- Occupation: British aerospace engineer

= Mark Hempsell =

British aerospace engineer

Mark Hempsell is a British aerospace engineer and CEO of Hempsell Astronautics Ltd. which is currently designing the Universal Space Interface Standard (USIS), a system which aims to standardise berthing, docking and attachment of satellites and other spacecraft. Hempsell formerly worked at Reaction Engines Limited, where he was a member of the board of directors as the Future Programmes Director.

He has a BSc in Physics from Imperial College London and a Masters in Astronomy and Astronautics from Hatfield Polytechnic, now the University of Hertfordshire. As a Business Development Manager he ran infrastructure studies on launch systems (BAe HOTOL, MacDonnell Douglas Delta Clipper), European space stations and the BAe Multirole Capsule.

He was the president of the British Interplanetary Society from 1997 to 2000 and from 2015 to 2018, and was editor of the JBIS periodical from 2005-2009.
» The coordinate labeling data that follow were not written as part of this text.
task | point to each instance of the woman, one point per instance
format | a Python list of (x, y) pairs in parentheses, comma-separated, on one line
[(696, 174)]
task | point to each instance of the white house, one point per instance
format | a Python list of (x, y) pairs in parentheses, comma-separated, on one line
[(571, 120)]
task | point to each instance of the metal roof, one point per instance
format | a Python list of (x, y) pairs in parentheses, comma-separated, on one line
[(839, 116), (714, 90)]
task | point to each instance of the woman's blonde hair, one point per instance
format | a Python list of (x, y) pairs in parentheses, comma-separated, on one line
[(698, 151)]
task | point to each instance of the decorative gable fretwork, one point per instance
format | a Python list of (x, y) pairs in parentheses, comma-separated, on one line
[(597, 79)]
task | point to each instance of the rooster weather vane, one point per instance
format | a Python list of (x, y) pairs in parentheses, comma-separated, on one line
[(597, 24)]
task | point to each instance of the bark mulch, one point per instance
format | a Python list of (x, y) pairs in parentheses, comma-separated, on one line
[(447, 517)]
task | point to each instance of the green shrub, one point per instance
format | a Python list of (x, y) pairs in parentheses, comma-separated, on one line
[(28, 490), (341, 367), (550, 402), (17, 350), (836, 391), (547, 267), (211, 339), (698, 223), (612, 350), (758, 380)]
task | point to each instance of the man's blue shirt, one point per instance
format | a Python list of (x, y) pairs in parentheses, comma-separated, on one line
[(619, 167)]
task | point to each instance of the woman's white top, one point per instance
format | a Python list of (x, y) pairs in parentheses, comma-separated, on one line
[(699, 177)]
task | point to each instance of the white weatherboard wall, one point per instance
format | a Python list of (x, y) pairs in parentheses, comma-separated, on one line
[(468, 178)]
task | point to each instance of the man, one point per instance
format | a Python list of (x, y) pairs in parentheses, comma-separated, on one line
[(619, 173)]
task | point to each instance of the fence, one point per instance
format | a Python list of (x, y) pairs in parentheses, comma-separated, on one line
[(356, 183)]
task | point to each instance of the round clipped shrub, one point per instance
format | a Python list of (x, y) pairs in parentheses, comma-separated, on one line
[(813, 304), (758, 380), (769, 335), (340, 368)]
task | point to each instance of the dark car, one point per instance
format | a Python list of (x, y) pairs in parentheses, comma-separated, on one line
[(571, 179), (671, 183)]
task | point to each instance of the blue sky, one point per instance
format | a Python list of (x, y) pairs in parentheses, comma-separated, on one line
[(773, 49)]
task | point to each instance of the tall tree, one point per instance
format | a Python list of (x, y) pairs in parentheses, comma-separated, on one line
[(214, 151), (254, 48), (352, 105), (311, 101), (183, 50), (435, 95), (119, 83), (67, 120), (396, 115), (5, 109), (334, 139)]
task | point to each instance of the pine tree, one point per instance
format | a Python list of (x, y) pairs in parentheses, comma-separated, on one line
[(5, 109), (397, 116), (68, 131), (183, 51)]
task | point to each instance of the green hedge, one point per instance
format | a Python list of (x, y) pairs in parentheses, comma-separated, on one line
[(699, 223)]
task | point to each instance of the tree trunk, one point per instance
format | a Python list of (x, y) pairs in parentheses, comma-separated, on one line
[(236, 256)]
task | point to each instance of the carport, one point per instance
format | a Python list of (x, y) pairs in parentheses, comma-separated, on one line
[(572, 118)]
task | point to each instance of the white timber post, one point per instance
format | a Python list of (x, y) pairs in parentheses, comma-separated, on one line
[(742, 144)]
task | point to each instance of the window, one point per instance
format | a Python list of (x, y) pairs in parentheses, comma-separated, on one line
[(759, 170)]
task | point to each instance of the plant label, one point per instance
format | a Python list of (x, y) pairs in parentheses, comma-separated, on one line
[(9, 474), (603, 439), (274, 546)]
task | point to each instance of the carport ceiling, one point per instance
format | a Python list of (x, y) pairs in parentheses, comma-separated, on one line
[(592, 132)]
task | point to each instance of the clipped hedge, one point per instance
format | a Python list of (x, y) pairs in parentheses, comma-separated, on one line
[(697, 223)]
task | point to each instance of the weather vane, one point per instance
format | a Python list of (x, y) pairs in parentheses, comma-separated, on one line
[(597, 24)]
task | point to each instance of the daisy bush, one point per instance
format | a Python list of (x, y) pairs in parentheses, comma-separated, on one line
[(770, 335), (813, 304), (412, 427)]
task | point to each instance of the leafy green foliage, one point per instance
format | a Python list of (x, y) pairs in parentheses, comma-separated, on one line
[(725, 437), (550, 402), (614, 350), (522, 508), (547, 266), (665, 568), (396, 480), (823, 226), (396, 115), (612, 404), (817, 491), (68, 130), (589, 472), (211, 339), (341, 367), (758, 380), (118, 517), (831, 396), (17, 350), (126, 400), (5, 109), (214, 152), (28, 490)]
== A Sumerian Observation of the Köfels' Impact Event ==
Hempsell got public audience as author of the book "A Sumerian Observation of the Köfels' Impact Event", with Alan Bond proposes a theory not accepted by the scientific community, which describes an asteroid impact at Köfels (Alps) causing a heat downwash far away in the region of Sodom and Gomorrah which burned the cities.